Alzheimer’s Dementia has a combination of cognitive and behavioral manifestations. Cognitive impairment is core problem which includes memory deficits and at least one of following: aphasia or language problem, agnosia or problems with recognition, apraxia or motor activity problem, and impairment in executive functioning (e.g. planning, abstract reasoning, and organizing).As disease advances, cognitive decline becomes associated with behavioral manifestations. What are these behavioral manifestations of dementia?
Behavioral syndromes in Alzheimer’s can be grouped into two categories: psychological and behavioral. Major psychological syndromes consist of depression, anxiety, delusions, and hallucinations.

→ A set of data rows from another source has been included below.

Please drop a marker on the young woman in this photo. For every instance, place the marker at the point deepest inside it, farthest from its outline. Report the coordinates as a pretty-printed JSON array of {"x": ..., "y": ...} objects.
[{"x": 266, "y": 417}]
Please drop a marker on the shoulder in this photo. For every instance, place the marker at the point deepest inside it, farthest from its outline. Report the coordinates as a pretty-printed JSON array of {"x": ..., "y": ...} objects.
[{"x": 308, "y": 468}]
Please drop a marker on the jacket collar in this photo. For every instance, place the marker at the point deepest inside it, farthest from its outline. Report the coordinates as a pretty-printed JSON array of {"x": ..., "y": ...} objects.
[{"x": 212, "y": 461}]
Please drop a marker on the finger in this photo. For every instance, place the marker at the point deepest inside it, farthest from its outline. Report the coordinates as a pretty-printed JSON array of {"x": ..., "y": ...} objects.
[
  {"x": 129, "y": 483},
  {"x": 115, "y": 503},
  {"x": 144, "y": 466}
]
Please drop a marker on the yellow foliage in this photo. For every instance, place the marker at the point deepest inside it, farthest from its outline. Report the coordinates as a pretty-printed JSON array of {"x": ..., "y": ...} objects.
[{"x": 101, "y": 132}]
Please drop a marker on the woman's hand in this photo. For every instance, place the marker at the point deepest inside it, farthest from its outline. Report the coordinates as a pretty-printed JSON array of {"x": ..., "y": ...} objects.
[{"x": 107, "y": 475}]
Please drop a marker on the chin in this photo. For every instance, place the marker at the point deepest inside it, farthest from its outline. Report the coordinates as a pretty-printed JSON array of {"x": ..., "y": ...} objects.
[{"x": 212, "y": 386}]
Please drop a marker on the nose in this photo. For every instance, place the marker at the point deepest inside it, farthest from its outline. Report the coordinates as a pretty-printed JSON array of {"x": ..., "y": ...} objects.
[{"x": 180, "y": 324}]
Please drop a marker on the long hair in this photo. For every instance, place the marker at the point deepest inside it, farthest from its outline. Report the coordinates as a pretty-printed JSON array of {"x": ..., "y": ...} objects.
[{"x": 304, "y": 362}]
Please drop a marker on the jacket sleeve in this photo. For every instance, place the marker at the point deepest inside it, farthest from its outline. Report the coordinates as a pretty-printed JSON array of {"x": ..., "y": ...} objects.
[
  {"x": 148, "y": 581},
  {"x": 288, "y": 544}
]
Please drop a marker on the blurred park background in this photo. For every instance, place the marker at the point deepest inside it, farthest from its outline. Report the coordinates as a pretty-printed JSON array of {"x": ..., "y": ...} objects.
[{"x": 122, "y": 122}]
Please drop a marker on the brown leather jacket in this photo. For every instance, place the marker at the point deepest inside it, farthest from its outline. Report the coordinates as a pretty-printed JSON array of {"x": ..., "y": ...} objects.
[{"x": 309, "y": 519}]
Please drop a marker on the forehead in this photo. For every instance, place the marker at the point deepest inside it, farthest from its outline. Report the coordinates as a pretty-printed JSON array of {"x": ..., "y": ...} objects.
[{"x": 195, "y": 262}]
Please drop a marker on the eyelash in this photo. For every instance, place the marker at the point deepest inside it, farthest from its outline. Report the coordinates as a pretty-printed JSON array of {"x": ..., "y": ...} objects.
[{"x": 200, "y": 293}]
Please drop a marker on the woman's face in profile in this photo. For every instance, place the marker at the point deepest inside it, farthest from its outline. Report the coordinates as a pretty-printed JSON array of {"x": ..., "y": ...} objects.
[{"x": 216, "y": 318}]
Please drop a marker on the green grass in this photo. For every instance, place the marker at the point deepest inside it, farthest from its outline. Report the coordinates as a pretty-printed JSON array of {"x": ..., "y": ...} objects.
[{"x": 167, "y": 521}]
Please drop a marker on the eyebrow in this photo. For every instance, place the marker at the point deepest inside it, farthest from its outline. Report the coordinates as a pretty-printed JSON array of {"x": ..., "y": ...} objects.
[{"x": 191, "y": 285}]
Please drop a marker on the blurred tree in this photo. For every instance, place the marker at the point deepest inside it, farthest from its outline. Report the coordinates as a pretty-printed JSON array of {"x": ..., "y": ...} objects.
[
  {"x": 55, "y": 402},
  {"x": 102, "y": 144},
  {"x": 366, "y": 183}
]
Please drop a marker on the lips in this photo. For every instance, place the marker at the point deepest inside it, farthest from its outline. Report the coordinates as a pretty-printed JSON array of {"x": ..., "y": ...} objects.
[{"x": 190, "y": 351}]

Depression in dementia is very common. Up to about 87% of patients develop some form of depression. It is characterized by tearfulness or crying episodes, feelings of sadness, and neurovegetative signs and symptoms such as inability to sleep, lack of appetite, poor energy, and thoughts of death. Irritability is also common. Depression can occur even in early or mild phase of illness.
About 50% of demented patients show delusions or false fixed beliefs. Such delusions include beliefs that a relative is stealing, that a spouse is just an impostor or is having an affair with a neighbor, or that friends and relatives are conspiring to cause trouble.
Moreover, many patients with dementia may experience hallucinations. Most of these hallucinations are visual — seeing strangers in house, an animal or insects in living room, people in bedroom or on top of TV set. Occasionally, auditory hallucinations may be experienced — hearing footsteps or knocking on door or even people singing church hymns.